Why is this all so important? Sixty years ago Texaco Inc. drilled a wildcat well in southeastern San Juan County, the No. 1 Navajo C, into the porous, marine limestone rocks of the Paradox Formation and discovered Greater Aneth oil field—the largest oil field ever found in Utah. Greater Aneth has produced over 479 million barrels of oil as of January 1, 2016. The field still has 445 active wells, which produce over 11,000 barrels of oil per day, and should continue to be a major contributor to Utah’s oil production for many years to come. Dozens of similar but smaller fields have since been discovered and produce oil throughout this region of Utah referred to as the Paradox Basin.

The Utah Core Research Center (UCRC) has an incredible collection of cores taken from wells in Greater Aneth and surrounding fields that produce from the Paradox Formation, generously donated by the various oil field operators and petroleum exploration companies over the years. Once slabbed (cut in half), these cores show, up close and personal, all the various environments of deposition (ooid shoals, skeletal banks, algal mounds, etc.) that existed during Pennsylvanian time in southeastern Utah. They also show the diagenetic changes that have occurred over the millions of years since and how those events affect oil production. Additionally, the rocks in cores indicate sea level fluctuations and cyclicity, important factors in understanding differences in oil production from one well to another and identifying new drilling locations.

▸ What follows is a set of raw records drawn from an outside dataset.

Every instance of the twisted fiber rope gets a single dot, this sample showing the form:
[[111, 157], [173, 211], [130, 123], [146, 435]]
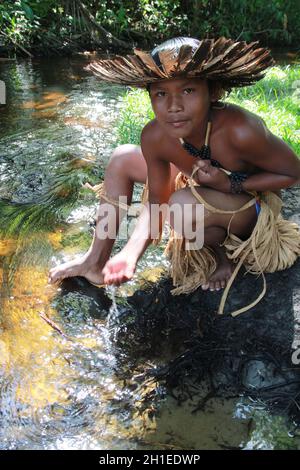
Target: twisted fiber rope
[[274, 245]]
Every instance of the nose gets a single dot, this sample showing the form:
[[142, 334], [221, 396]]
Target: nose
[[174, 104]]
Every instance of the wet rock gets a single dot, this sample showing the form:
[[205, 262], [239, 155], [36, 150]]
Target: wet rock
[[249, 354]]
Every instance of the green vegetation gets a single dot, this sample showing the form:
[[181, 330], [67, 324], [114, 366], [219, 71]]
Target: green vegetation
[[276, 99], [66, 26]]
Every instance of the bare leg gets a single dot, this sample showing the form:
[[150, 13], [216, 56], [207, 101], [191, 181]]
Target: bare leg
[[215, 226], [126, 166]]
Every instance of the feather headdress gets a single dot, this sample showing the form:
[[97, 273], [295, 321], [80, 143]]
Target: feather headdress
[[234, 63]]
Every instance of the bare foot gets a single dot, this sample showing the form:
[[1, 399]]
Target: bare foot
[[222, 274], [77, 267]]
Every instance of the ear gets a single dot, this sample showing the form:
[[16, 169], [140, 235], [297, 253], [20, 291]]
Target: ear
[[216, 91]]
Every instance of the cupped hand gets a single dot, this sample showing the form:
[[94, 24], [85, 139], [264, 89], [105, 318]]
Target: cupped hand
[[120, 268], [211, 176]]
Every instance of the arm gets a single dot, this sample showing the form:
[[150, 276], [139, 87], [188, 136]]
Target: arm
[[276, 165]]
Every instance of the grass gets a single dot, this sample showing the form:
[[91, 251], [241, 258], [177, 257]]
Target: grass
[[276, 99]]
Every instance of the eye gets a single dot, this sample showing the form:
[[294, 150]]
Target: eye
[[160, 93], [188, 91]]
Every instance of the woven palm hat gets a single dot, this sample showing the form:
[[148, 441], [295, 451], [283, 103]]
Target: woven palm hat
[[234, 63]]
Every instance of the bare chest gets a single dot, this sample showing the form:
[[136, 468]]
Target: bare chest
[[221, 151]]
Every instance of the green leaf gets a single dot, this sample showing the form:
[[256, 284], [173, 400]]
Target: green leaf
[[27, 10]]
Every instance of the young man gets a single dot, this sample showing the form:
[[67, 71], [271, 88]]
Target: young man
[[241, 166]]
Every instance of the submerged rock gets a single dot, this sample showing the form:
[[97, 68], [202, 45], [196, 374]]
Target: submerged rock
[[217, 355]]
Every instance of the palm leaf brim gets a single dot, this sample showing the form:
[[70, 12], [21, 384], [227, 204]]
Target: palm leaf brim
[[235, 63]]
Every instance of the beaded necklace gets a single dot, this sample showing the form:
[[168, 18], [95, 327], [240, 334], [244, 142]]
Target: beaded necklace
[[204, 153]]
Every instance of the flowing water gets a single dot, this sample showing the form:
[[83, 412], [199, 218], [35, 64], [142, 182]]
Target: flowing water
[[65, 383]]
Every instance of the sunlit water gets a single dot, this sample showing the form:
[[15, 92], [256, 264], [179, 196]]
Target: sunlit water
[[65, 384]]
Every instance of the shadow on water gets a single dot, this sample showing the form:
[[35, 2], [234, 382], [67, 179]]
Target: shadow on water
[[81, 367]]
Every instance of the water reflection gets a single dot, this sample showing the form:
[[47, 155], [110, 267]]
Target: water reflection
[[72, 374]]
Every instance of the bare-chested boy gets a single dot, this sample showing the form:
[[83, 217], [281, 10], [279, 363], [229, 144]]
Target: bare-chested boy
[[239, 142]]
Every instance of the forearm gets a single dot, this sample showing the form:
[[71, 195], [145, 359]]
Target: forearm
[[268, 182], [142, 236]]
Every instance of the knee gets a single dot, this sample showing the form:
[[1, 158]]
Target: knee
[[122, 156], [179, 197]]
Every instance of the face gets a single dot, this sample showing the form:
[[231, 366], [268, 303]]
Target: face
[[180, 105]]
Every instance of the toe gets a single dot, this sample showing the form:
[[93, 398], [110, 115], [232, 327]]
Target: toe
[[217, 285]]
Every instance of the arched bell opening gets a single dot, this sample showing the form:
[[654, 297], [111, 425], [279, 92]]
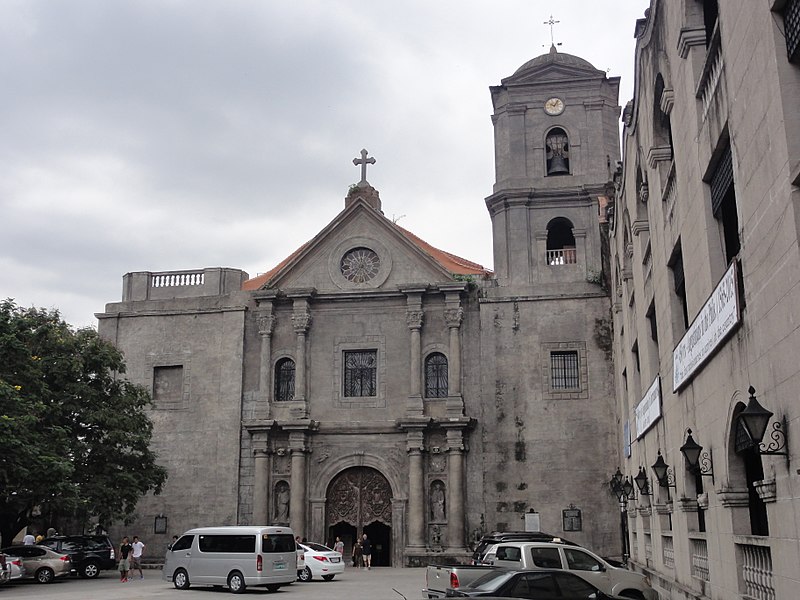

The characteristics of the Paradox Formation observed in the Aneth field cores provide outstanding teaching tools for geology students. Professional industry geologists also use these cores to help search for potential new oil fields in Utah or better understand how to recover more oil from existing fields. The cores are also used to help explore for similar fields elsewhere in the world, especially where cores are not available.

For example, Greater Aneth cores have been used in several major Utah Geological Survey (UGS) studies designed to increase production from other nearby fields, reduce drilling risks, and lead to new discoveries. Greater Aneth was also a focus of a major UGS field characterization project to enhance oil production from this very mature field by injecting carbon dioxide gas into the porous rocks to force remaining oil out, thus extending the life of the field (see article titled “Geological Sequestration of Carbon Dioxide and Enhanced Oil Recovery— the Utah Geological Survey’s Efforts to Reduce Global Warming While Increasing Oil Production,” 2007 Survey Notes, v. 39, no. 2, p. 4–7).

The great British geologist, Sir Charles Lyell, in his three-volume Principles of Geology, published in 1830–33, popularized one of the first concepts of modern geologic thought, “The present is the key to the past.” I would add that the Paradox Formation cores at the UCRC from Aneth and other fields are keys to understanding Utah’s geological past.